Following the meeting of representatives from University and College Union (UCU) branches across the UK last Friday 12 November, the UCU announced their strike dates.
The strikes are set to be held from Wednesday 1 December to Friday 3 December, lasting a total of three days, meaning that students will face disruption to their teaching this semester.
A total of 58 university branches are participating in the strikes, including the University of Edinburgh.
Edinburgh, Durham, King’s College London, St Andrews, Cambridge, and London School of Economics are some of the 33 institutions striking over both pay and pensions while other universities, for example Edinburgh Napier, University of Arts London, and Manchester, are striking over pay only.
Only four universities are striking over pensions: the Institute of Development Studies, Imperial College London, University of Bath, University of Reading.
Speaking to The Student about the decision to strike, UCU Edinburgh said:
“Cuts to pensions, pay, and support services hurt staff and students alike as employers continue to prioritise extracting revenue over investing in education.
“No one wants more disruptions, but the ball is now squarely in the employer’s court to get back around the negotiating table and prevent this current round of strike action.”
UCU Edinburgh have previously argued that “under the current proposals for changes to the Universities Superannuation Scheme (USS), members stand to lose up to 35% of their pensions.”
Their independent investigation into the university’s finances revealed that the University of Edinburgh has continued to make significant profits throughout the pandemic, with Vice Principal Gavin McLachlan additionally citing ‘covid underspend’ as one of the factors for the university’s high profit margins in 2021.

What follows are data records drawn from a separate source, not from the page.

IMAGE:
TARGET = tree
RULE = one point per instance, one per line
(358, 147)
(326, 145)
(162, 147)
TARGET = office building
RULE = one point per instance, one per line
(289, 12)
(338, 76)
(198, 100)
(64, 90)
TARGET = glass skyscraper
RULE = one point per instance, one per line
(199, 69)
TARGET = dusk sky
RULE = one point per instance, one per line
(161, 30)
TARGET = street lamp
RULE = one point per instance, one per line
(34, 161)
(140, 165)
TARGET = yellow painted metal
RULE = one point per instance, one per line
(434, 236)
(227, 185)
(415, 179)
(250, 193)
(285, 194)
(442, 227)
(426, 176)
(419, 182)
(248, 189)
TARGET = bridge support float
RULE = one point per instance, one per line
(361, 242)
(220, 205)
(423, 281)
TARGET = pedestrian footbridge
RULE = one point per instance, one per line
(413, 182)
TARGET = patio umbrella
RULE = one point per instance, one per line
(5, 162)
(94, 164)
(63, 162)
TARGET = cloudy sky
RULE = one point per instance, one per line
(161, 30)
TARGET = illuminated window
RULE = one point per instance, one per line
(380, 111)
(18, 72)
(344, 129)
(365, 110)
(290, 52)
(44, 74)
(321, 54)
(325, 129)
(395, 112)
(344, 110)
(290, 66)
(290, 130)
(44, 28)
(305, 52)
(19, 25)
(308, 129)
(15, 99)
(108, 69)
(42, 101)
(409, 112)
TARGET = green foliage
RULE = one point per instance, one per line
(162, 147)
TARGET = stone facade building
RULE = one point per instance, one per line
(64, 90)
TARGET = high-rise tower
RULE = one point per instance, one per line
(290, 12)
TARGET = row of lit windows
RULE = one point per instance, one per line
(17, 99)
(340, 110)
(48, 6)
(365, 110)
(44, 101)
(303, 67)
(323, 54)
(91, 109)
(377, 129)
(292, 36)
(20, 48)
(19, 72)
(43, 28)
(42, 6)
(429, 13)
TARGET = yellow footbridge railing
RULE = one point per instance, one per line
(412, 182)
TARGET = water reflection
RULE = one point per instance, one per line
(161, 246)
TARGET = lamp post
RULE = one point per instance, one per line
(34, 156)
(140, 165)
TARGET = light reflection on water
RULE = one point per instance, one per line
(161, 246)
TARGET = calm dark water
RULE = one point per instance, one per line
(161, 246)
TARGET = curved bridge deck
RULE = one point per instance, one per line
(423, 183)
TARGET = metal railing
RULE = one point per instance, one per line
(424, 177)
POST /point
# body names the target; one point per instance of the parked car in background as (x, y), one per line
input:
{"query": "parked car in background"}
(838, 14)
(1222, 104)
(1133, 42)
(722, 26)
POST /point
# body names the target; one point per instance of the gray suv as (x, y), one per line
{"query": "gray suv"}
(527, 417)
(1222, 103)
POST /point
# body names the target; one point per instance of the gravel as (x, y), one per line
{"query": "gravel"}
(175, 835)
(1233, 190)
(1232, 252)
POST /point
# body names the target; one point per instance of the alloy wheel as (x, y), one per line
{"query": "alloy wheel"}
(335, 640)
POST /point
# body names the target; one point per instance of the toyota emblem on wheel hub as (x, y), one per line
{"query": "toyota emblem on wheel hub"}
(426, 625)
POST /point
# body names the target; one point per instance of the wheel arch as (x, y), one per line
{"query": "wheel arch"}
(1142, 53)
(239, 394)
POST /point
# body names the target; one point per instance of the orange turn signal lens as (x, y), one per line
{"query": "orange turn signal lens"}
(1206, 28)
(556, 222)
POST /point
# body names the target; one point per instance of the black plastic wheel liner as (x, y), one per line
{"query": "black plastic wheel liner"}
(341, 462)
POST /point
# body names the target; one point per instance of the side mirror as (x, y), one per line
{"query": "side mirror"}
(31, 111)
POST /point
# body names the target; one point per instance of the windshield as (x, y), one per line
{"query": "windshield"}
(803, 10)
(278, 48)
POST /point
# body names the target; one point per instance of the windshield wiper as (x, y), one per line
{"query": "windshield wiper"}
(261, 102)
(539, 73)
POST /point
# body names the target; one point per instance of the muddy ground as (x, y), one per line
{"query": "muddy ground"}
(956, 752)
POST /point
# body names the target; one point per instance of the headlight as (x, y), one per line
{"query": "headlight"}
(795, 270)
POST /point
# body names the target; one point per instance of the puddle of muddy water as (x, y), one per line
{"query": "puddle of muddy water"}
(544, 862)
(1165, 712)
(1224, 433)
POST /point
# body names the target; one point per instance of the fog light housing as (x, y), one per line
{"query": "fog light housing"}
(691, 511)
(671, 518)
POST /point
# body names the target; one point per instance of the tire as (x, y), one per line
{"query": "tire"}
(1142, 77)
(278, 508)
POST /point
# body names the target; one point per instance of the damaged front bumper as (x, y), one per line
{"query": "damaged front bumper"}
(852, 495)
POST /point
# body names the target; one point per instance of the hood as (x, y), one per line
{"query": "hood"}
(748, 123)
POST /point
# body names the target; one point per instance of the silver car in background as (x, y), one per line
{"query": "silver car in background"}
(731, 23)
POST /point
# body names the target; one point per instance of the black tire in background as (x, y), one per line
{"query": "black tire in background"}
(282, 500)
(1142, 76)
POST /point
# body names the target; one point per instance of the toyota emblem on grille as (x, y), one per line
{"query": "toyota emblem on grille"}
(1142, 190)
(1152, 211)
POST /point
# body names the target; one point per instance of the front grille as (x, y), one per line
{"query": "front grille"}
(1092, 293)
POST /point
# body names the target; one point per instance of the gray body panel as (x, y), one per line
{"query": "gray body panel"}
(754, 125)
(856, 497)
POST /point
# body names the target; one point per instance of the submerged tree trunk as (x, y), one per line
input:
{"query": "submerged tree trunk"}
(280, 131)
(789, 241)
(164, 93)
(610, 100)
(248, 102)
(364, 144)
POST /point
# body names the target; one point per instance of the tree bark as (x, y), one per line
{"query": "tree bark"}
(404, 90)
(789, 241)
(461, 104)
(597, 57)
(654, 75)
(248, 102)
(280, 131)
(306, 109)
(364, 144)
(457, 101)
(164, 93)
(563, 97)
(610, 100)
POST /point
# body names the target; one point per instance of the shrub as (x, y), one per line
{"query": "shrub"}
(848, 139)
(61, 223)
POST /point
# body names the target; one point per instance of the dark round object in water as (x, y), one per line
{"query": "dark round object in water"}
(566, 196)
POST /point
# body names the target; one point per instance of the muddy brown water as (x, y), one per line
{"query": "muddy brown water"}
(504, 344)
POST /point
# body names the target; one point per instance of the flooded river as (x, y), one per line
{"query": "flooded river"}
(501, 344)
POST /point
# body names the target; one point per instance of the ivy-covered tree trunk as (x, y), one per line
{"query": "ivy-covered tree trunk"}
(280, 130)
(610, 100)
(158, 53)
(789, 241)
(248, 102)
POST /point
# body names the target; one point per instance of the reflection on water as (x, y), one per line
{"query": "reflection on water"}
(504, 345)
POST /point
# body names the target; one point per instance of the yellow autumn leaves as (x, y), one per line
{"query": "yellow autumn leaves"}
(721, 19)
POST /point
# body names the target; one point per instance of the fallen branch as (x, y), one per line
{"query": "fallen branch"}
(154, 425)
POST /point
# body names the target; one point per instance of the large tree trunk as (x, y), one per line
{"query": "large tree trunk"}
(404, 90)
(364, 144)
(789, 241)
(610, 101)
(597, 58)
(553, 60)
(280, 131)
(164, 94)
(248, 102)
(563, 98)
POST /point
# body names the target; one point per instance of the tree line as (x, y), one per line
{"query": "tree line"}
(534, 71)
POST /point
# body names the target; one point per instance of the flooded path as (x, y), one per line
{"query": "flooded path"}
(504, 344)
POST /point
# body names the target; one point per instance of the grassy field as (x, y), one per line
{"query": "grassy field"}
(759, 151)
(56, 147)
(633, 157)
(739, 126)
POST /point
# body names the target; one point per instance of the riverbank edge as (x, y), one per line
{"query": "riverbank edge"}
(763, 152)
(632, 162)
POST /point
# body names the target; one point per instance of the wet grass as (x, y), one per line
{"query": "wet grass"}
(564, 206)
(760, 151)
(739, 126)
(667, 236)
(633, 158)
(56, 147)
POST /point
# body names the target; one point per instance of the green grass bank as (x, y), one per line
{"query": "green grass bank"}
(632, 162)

Despite this financial surplus, UCU Edinburgh revealed that 70 per cent of current university staff are employed on a casualised contract basis that disproportionately affects women, disabled people, and people of colour.
Commenting on the announcement of strike dates for this semester, a spokesperson for the University of Edinburgh said:
“We realise this situation causes additional concern for students and we will do everything we can to ensure that the impact of any action on learning and teaching is minimised.
“We must also maintain academic standards so that students are not disadvantaged when progressing to the next year or when graduating.
“All students will be emailed shortly with guidance, including details of the steps being taken by the university to mitigate the consequences of disruption.
“We are committed to helping our colleagues save and plan for retirement and we, along with other members of USS, need to support the current pensions scheme to be strong and sustainable, with a long-term future, which is affordable both for individuals and employers.
“We will continue to work with all appropriate groups, including UCU representatives, to find a long-term, responsible outcome to this ongoing challenge and would encourage USS members to respond to the current member consultation.”